2018 Bulldog Award Recipients

Communication Disorders

The Truman Speech and Hearing Clinic provides year-round services to the university community and public. Student clinicians and faculty from Truman’s Communication Disorders program provide speech, language, and hearing screening, assessment and treatment services through the Clinic. The student clinicians work under the direct supervision of faculty, who are fully licensed by the state of Missouri and certified by the American Speech-Language-Hearing Association.  Because such services are scarce in our region, the Clinic draws clients from a 100-mile radius. Typically, they serve more than 1,000 people each year.

They see children and adults who have speech and/or language problems, difficulty with voice or fluency, and hearing loss.  The Clinic staff provide speech-language and hearing screenings and wellness information at community health fairs and similar events each year. Faculty and students from the Clinic collaborate with local Head Start programs, hospitals, and school systems throughout the region. They accept referrals from individuals, university personnel, Parents As Teachers, physicians, hospitals and local group homes. They also provide speech and hearing screenings to several university groups and schools throughout the year.

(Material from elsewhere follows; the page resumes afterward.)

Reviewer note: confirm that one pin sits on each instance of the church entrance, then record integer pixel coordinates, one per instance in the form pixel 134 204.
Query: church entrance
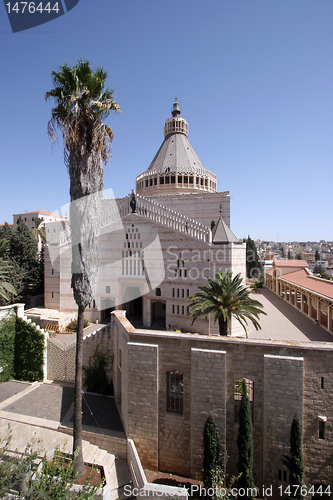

In addition to serving at the local level, the Department also offers an innovative faculty-led study abroad opportunity in Mexico each year.  Under the supervision of faculty, students provide speech and language services to students in schools, orphanages, and hospitals during the two week program.

Communication Disorders group photo

Institute for Academic Outreach

I cannot say enough about Dana Rigby, Janene Moak, and Jared Young who have done amazing work with parents, middle school and high school students, senior citizens, and a range of customers who aren’t used to university procedures and computer registration and billing systems.  Their level of patience and kindness on the phone, in person, and in other forms of communication has significantly raised the level of professionalism in the office and is extremely well-received by the clients we serve.

The Institute’s mission is explicitly outreach.  So while it does have a goal of increasing revenue and generating more enrollments, its work does a great deal to increase Truman’s public profile.  The Institute inherited the Joseph Baldwin Academy and Taiwan at Truman and has extensively developed and grown both programs.  Its outreach to the K-12 community is significant, promoting and growing the university’s enrollment activities in high schools and online, and on-ground professional development courses for teachers.

Over the course of the last ten years, the Institute has contributed to a significant increase in part-time student enrollments (an increase of over 900 total enrollments over 2010 levels by the fall census of 2016) and an increase in summer academy enrollments to feed Truman’s prospect pool. These efforts added over $1 million dollars in academic year and summer academy revenue last year alone.